Story and images by Alan Percy

A progress report card

The semi-annual WebRTC World event (love-fest) just came to a close here in Atlanta – with me looking at my chicken-scratched notes – some with notations of “Good” and others with less-than-flattering notes jotted next to them. What were my takeaways? Here’s my list of “the Goods and Bad” of the state of WebRTC:

GOOD: Greater Understanding of Where WebRTC “Fits” – A year ago, WebRTC was a technology looking for an application, and frankly, some of the proposed uses were nothing more than replications of already existing applications. Do we really need another peer-to-peer voice and video application? (Skype, Facetime, etc. already exist and have millions of users) This event showed that developers now have a greater grasp on reality, proposing use cases that create something new, and that better leverage WebRTC as an integrated and affordable media capability that will be easily available.

GOOD: Maturing Development Toolkits – It seems like the toolkits needed to develop WebRTC applications are now within reach of far more developers, with less complexity and better sample applications that can be replicated and customized for specific use cases. A year ago, the “WebRTC 101” sessions were suited for only the most capable Java and Web developers to get the most basic features working.

GOOD: “Glimmers” of Customer Use Cases – I heard evidence of real customers actually using WebRTC. Most are in early trials, but it’s a start to have genuine customers that hopefully will share their stories in the future.

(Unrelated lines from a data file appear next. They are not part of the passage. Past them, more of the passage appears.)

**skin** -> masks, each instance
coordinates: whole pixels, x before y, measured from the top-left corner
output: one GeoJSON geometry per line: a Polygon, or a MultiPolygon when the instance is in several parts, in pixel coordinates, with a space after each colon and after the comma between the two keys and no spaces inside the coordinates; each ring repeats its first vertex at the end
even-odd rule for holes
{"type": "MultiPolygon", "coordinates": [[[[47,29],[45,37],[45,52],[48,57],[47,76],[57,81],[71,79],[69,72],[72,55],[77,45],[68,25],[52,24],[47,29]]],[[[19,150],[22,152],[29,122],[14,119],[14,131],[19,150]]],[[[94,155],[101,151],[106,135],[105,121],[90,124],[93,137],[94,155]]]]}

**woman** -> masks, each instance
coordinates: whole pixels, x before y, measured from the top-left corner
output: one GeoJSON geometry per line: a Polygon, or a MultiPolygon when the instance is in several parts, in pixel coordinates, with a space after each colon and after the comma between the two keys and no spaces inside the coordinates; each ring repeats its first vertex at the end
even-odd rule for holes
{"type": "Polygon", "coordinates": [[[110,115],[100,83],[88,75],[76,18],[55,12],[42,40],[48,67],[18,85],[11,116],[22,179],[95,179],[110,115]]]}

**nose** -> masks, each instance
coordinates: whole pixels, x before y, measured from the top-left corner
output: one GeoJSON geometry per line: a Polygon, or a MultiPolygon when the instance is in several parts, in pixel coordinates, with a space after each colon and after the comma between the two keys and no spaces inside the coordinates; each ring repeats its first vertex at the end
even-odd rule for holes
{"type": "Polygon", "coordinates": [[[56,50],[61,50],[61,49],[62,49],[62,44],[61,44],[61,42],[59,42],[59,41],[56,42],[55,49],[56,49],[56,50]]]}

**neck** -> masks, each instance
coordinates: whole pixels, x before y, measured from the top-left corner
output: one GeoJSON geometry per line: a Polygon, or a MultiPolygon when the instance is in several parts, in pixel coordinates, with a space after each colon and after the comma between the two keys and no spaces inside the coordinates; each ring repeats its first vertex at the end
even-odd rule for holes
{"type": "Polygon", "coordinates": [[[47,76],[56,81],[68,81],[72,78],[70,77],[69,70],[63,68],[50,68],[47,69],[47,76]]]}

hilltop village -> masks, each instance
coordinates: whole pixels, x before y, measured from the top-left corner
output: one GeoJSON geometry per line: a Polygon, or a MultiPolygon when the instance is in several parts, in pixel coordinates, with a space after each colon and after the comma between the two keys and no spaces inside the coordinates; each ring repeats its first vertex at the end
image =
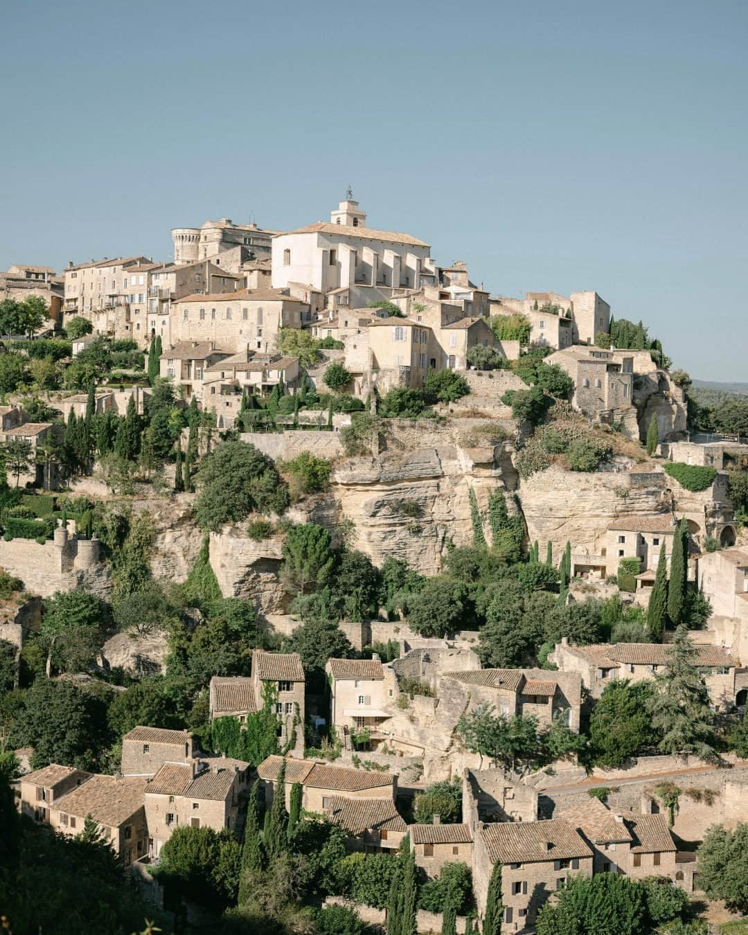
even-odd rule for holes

BAD: Over-Used “Concierge” Contact Center Applications – (I swear if I see one more demo of “click-to-video call” into a contact center with a pretty young girl on the other end, I’m going to scream! ) These demos are targeted to the contact center developers, but frankly, it shows me the toolkit vendors don’t understand how contact centers really work. First, customer service centers will do everything in their power to have their website handle as many transactions/questions as possible, and only after all else is exhausted would they would offer up a human. Then you’ll end up waiting your turn. A “help me” button on the home page is just not realistic. And finally, have you ever seen the current staff at the typical contact center? As the saying goes, most “have a face for radio.”